Friday, October 16, 2009

Incompetence

Peter's principle says, in a hierarchically structured organisation, everyone will eventually be working in their level of incompetence. The reason behind is simple - promotion as reward will encourage people who has well or out performed in their current roles to new ones where they will not be familiar nor comfortable.

Scott Adam coined Dilbert's principle, in which he explains that companies tend to systematically promote least competent employee to management - to limit the amount of damage they will be capable of doing. Sounds much more fun, huh? By intentionally, Dilbert thinks the upper layers of an organisation is of no or little relevance to the productivity, which in fact is mostly achieved by the 'blue-collar' workers.

In a world where efficiency, contribution, competence are valuable attributes we are looking for in employee, how could management have been given such a bad name?

Let's see who are the managers first. Mainly there are two groups concerned. First group consists of those who have sweat and bleed on the front line enough to impress the boss and been rewarded with a manager's hat. Most of them have or had solid hands on engineering skills and confident in their interpretation and judgement over technicality of the future problems, with which they are about to be tested on regular basis. In the second group, we have people who have been given the benefit of the doubt for their background. Unfortunately, the size of this group is surprisingly and unfortunately large.

For folks who have finally fought their ways through to manager's position, it is a strange, exciting, and unease situation to be. Suddenly it seems there are way too many technical morons around you, rather than you have to sharpen your head like a nut to get boss's attention back in your engineer days; also, you feel privileged that finally you can fix all the stupid calls your boss have made in the past because he seemed to know nothing about nothing. After a while, you realise this is a completely different game - your superior technical strength will not help you surf through the tangled political mine field; your sharpness has been considered by your peers as arrogance and difficult to communicate; you have kissed good bye to the luck of having concentrated 42 minutes on one particular problem without being distracted; you also start to realise you have no fricking clue what is going on in your boss's mind or does he have one as there is just so little quantitative measurable around here.; finally, damn it, "I have missed my morning coffee again!". Being an exceptional engineer doesn't automatically qualify you to manage. If the reason you have been given the management responsibility is entirely based on the fact you appeared to have outperform in your last role, I can tell you now, it was the wrong decision. You have now been officially pushed into a strange land, to which you may not have any real interests at all. At the bottom of your heart, you are probably screaming every morning, "fuck that, I just want to hack!".

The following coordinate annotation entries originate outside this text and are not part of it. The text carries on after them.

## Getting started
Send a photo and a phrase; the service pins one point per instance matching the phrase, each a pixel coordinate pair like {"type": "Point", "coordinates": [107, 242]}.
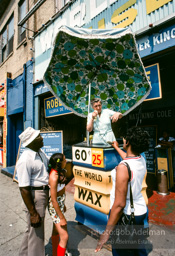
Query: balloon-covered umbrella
{"type": "Point", "coordinates": [107, 60]}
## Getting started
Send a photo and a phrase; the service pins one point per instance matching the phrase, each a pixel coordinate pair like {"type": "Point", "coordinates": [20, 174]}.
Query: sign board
{"type": "Point", "coordinates": [92, 188]}
{"type": "Point", "coordinates": [150, 153]}
{"type": "Point", "coordinates": [154, 78]}
{"type": "Point", "coordinates": [53, 143]}
{"type": "Point", "coordinates": [92, 156]}
{"type": "Point", "coordinates": [54, 108]}
{"type": "Point", "coordinates": [107, 14]}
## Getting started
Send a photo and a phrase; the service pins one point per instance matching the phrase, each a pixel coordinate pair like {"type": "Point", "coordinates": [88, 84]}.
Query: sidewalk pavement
{"type": "Point", "coordinates": [82, 241]}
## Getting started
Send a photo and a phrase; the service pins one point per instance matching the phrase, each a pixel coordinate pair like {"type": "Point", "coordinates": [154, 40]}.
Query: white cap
{"type": "Point", "coordinates": [28, 135]}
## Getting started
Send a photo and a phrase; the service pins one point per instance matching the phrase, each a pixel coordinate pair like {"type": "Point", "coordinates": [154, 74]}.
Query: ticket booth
{"type": "Point", "coordinates": [93, 183]}
{"type": "Point", "coordinates": [164, 161]}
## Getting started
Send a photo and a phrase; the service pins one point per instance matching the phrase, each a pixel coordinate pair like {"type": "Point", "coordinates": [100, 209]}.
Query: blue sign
{"type": "Point", "coordinates": [53, 142]}
{"type": "Point", "coordinates": [154, 78]}
{"type": "Point", "coordinates": [159, 41]}
{"type": "Point", "coordinates": [54, 108]}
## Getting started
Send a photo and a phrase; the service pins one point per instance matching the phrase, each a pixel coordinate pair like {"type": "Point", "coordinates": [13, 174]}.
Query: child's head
{"type": "Point", "coordinates": [57, 161]}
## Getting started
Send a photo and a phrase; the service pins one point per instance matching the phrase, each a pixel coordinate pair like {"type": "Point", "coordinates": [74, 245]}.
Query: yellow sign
{"type": "Point", "coordinates": [97, 157]}
{"type": "Point", "coordinates": [93, 199]}
{"type": "Point", "coordinates": [99, 181]}
{"type": "Point", "coordinates": [92, 188]}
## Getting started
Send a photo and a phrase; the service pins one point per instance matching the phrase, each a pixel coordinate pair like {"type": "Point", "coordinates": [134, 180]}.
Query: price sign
{"type": "Point", "coordinates": [81, 155]}
{"type": "Point", "coordinates": [97, 157]}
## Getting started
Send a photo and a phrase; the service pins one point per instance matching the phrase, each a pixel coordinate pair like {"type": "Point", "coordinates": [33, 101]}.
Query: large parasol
{"type": "Point", "coordinates": [88, 63]}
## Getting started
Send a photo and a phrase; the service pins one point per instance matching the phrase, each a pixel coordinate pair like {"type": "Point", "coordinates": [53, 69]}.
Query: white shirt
{"type": "Point", "coordinates": [102, 127]}
{"type": "Point", "coordinates": [31, 170]}
{"type": "Point", "coordinates": [138, 171]}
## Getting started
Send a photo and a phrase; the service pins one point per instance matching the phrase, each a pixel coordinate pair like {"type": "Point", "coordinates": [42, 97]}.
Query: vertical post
{"type": "Point", "coordinates": [89, 104]}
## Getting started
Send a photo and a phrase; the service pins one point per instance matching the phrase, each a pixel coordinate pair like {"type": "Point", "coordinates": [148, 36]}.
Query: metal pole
{"type": "Point", "coordinates": [89, 104]}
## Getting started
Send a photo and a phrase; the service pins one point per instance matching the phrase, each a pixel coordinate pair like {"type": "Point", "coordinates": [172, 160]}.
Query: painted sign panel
{"type": "Point", "coordinates": [53, 142]}
{"type": "Point", "coordinates": [95, 200]}
{"type": "Point", "coordinates": [154, 78]}
{"type": "Point", "coordinates": [108, 14]}
{"type": "Point", "coordinates": [153, 43]}
{"type": "Point", "coordinates": [150, 153]}
{"type": "Point", "coordinates": [97, 157]}
{"type": "Point", "coordinates": [92, 188]}
{"type": "Point", "coordinates": [54, 108]}
{"type": "Point", "coordinates": [92, 156]}
{"type": "Point", "coordinates": [81, 155]}
{"type": "Point", "coordinates": [93, 179]}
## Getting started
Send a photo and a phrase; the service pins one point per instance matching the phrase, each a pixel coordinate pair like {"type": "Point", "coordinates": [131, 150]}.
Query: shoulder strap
{"type": "Point", "coordinates": [131, 197]}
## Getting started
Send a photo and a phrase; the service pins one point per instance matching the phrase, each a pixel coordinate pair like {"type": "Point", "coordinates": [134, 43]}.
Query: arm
{"type": "Point", "coordinates": [116, 116]}
{"type": "Point", "coordinates": [167, 143]}
{"type": "Point", "coordinates": [119, 150]}
{"type": "Point", "coordinates": [53, 181]}
{"type": "Point", "coordinates": [28, 200]}
{"type": "Point", "coordinates": [90, 124]}
{"type": "Point", "coordinates": [121, 189]}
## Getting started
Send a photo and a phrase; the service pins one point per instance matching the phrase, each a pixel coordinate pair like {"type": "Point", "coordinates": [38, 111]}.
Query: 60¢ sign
{"type": "Point", "coordinates": [93, 156]}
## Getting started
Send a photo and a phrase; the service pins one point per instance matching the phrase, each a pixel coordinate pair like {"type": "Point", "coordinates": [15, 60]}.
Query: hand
{"type": "Point", "coordinates": [115, 144]}
{"type": "Point", "coordinates": [35, 220]}
{"type": "Point", "coordinates": [116, 116]}
{"type": "Point", "coordinates": [103, 239]}
{"type": "Point", "coordinates": [94, 114]}
{"type": "Point", "coordinates": [63, 221]}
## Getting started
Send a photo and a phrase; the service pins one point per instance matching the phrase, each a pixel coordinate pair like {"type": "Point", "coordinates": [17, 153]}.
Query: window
{"type": "Point", "coordinates": [22, 13]}
{"type": "Point", "coordinates": [60, 4]}
{"type": "Point", "coordinates": [7, 37]}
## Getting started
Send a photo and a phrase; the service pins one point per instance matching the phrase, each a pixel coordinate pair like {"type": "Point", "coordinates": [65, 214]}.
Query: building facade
{"type": "Point", "coordinates": [16, 69]}
{"type": "Point", "coordinates": [152, 22]}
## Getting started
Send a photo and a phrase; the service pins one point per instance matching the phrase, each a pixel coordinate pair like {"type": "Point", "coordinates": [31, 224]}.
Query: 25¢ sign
{"type": "Point", "coordinates": [92, 156]}
{"type": "Point", "coordinates": [82, 155]}
{"type": "Point", "coordinates": [97, 157]}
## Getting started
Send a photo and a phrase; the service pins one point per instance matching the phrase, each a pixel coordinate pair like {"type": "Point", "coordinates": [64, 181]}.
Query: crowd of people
{"type": "Point", "coordinates": [42, 184]}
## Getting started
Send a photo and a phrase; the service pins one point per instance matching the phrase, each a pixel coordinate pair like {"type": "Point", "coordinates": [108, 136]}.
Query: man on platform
{"type": "Point", "coordinates": [33, 184]}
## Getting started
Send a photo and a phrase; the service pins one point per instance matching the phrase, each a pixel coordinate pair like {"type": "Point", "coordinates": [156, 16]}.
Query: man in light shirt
{"type": "Point", "coordinates": [33, 184]}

Right, now to the bad side, for those have developed their career by avoiding risks and responsibilities as much as possible but somehow able to sneak their way through step by step. How to identify these people? Easy enough, lines they tend to use a lot is, "yes, I have done exactly same thing before". Then when you ask just a little bit more, he will starts to wave the flags to get out of the confrontation as quick as possible with line like "I don't want to hang up on the details on this for too long". I guess Dilbert is right after all, for group B, the best thing to do is to keep them in the management position, of course if your company can afford it, that way at least he will cause no direct damage to whatever it is you are trying to achieve, hopefully.